The current Dell (News - Alert) board continues to back a plan that would have shareholders approve selling the company to Michael Dell and Silver Lake Partners, even though an alternative plan has been getting a lot of attention.
In a new document filed with the U.S. Securities and Exchange Commission, the independent directors called the $24.4 billion sale to Michael Dell/Silver Lake “the best alternative available.” The deal would pay $13.65 a share.
The directors point out in a letter to shareholders that currently there is a “challenging business environment” and the plan “offers certainty and a very material premium over pre-announcement trading price.”
By supporting that plan, the directors reject the option promoted by billionaire Carl Icahn and Southeastern Asset Management. That side wants to see $12 a share or a “cash leveraged recap that would cost more than $21 billion. It would leave the company public,” Forbes explained in a report.
Shareholders will be asked to vote on the issue during a special meeting scheduled for July 18.
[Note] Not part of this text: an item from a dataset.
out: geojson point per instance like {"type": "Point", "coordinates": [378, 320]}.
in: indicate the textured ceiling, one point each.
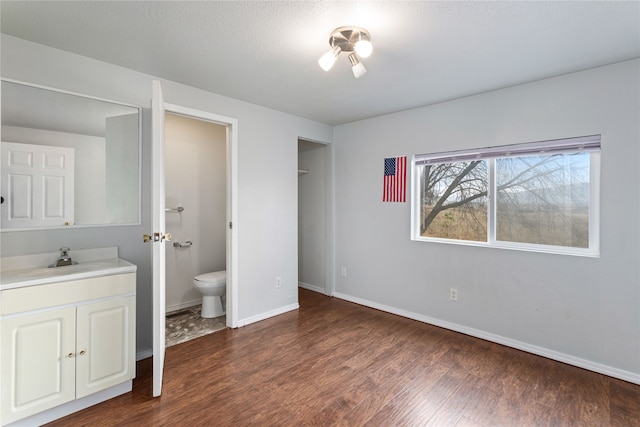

Not only does Icahn want shareholders to reject the plan to take the company private, he wants to see a new slate of directors installed at the company – and recently suggested on a CNBC TV interview that Michael Dell be replaced as the company’s CEO, TMCnet reported.
“He will not be running the company,” Icahn said during the interview. That is, if the new slate comes in.
Icahn added on TV that “the shareholders in this case are literally getting screwed” when it comes to the Michael Dell and Silver Lake Partners plan to take the company private.
Icahn and Southeastern Asset Management own a combined stake of about 13 percent in Dell.
“We, along with Icahn Enterprises L.P., believe that substantially greater value can be realized for Dell stockholders than what is reflected in the Management Buyout Proposal. In the near future, we will make our own proxy statement available to stockholders,” according to a recent letter to shareholders from the Icahn/Southeastern Asset Management side in the dispute.